Ist Ihnen das auch schon aufgefallen? Wenn sich Verkehrsunfälle ereignen, wird normalerweise nicht das Alter der Beteiligten mitgeteilt. Eine Ausnahme bilden zwei Gruppen von Unglücken: Da sind zum einen die Disco-Unfälle junger Leute. Und zum anderen wird uns auch immer mitgeteilt, wenn ein älterer Fahrer am Unfall beteiligt war. Dadurch wird suggeriert, dass die Alten eigentlich aus dem Verkehr gezogen werden müssten.
Ich meine: Entweder schreibt man bei allen Unfallbeteiligten das Alter dazu oder gar nicht. Sonst laufen die Verkehrsunfallberichte auf eine Diskriminierung der Alten hinaus, denn was denkt wohl jeder, wenn er von einem Autofahrer, dessen Alter nicht angegeben ist, lesen muss, der habe ein anderes Fahrzeug übersehen?

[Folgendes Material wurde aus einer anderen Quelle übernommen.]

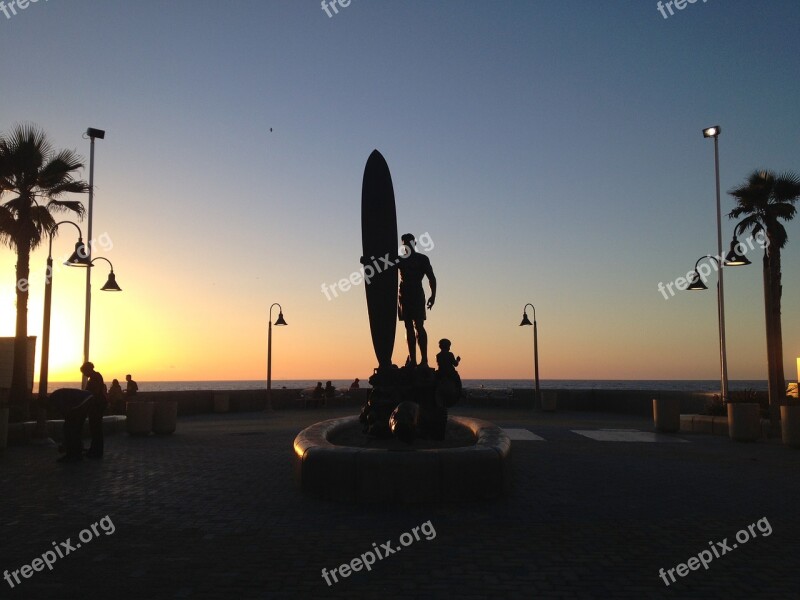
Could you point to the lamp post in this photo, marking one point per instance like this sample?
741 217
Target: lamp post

Er wird einen solchen Unfall natürlich auch einem Alten zuschreiben und finden, dass die Alten nicht mehr ans Steuer dürfen.

Groteske Meldung:

Gerade lese ich in den Online-Nachrichten: Nach dem Chemieunfall beim Lebensmittelkonzern Kraft hat sich die Lage im niedersächsischen Bad Fallingbostel wieder zugespitzt. „Es ist wieder zu einer Verschärfung gekommen“. 1800 Personen mussten evakuiert werden.
Bisher hatte ich mir die Lebensmittelproduktion etwas anders vorgestellt – ohne so ein kleines chemisches Fukushima.